Responde o illustre relator da commissão: é uma questão de confiança; approva quem confia, rejeita quem não tem confiança.

Eu pergunto a mim mesmo e á camara: que confiança é esta? Em que é que se confia?

Para mim a questão de confiança é uma questão unica e exclusivamente pessoal e politica. A confiança politica está completamente ligada a uma certa e determinada situação politica.

A quem concedemos nós este voto de confiança? Ao governo actual?

Pergunto eu, portanto, tem esta lei alguma restricção em virtude da qual fique declarado que esta lei póde ser executada por este governo, e que fica recusada a qualquer outro? Eu creio que não.

Que certeza tem a camara e a illustre commissão de que, apenas esta lei seja votada pelo parlamento, ha de ser este ministerio e não outro qualquer que a ha de executar?

O illustre relator da commissão, votando e defendendo este projecto unicamente por confiança politica, não póde arriscar-se a votar uma auctorisação d'esta natureza a um ministerio diametralmente opposto á sua confiança politica?

Já se vê, pois, que a rasão da confiança é uma rasão completamente inadmissivel.

Eu não posso suppor que a camara possa affirmar o seu voto de confiança em todos os ministerios possiveis.

Não ha garantia alguma de que a lei ha de ser executada pelo ministerio a quem se vota.

Fica votada para ser executada pelo ministerio que estiver, seja elle quem for; e nos termos vagos em que está redigida a lei, creio que este governo fica auctorisado a executal-a de um modo, e qualquer governo que lhe succeda fica auctorisado igualmente a alterar essa execução, e por novos regulamentos a executal-a de um modo inteiramente diverso.

Votar leis por esta fórma, vejam os illustres deputados onde isto nos conduz, e quaes são os perigos tanto para o paiz, como principalmente para o systema parlamentar, que todos nós temos verdadeiro empenho o interesse em manter na devida altura.

A questão é de confiança!

Se a questão fosse ou podesse ser de confiança, de certo nenhum dos deputados, e d'aquelles que mais confiam no governo actual, confia mais do que eu confio.

E referindo-me a este ponto, justo é que passe muito ligeiramente sobre as condições em que foi organisado o gabinete actual.

O illustre deputado, por quem tenho a maior consideração, o sr. Luciano de Castro, no perfeito uso do seu direito, veio varrer a sua testada.

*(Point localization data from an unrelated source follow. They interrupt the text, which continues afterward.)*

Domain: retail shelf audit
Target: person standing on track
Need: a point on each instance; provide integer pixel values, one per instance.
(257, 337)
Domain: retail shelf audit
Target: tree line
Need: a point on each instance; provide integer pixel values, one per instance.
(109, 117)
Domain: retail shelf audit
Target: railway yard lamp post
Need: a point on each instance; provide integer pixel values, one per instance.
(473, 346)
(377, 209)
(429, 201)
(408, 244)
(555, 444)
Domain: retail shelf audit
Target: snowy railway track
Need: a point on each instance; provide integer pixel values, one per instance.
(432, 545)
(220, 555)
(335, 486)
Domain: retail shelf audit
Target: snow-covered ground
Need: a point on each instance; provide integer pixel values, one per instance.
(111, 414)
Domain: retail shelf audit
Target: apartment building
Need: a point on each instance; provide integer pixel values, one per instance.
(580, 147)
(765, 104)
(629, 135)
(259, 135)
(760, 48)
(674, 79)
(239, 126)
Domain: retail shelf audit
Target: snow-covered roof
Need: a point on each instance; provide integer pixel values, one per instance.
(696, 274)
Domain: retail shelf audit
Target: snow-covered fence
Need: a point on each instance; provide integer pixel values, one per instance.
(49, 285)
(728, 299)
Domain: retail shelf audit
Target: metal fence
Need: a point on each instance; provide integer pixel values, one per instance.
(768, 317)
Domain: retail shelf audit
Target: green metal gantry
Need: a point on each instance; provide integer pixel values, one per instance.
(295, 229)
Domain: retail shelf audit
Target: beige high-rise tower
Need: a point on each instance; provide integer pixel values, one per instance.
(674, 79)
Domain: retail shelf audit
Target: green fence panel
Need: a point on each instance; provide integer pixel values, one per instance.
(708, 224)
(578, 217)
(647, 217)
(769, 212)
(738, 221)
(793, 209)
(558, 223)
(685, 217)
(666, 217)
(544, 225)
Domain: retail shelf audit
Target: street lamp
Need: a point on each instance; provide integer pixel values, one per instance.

Combateu conforme quiz o projecto que se discute, e negou o direito que o governo actual tem de pedir o augmento das receitas publicas. Para isso apreciou a organisação do actual governo, a seu modo, com a perfeita liberdade de voto o de opinião, que sou o primeiro a reconhecer e a respeitar.

Acho muito justo que s. ex.ª varresse a sua testada, e a isso não me opponho.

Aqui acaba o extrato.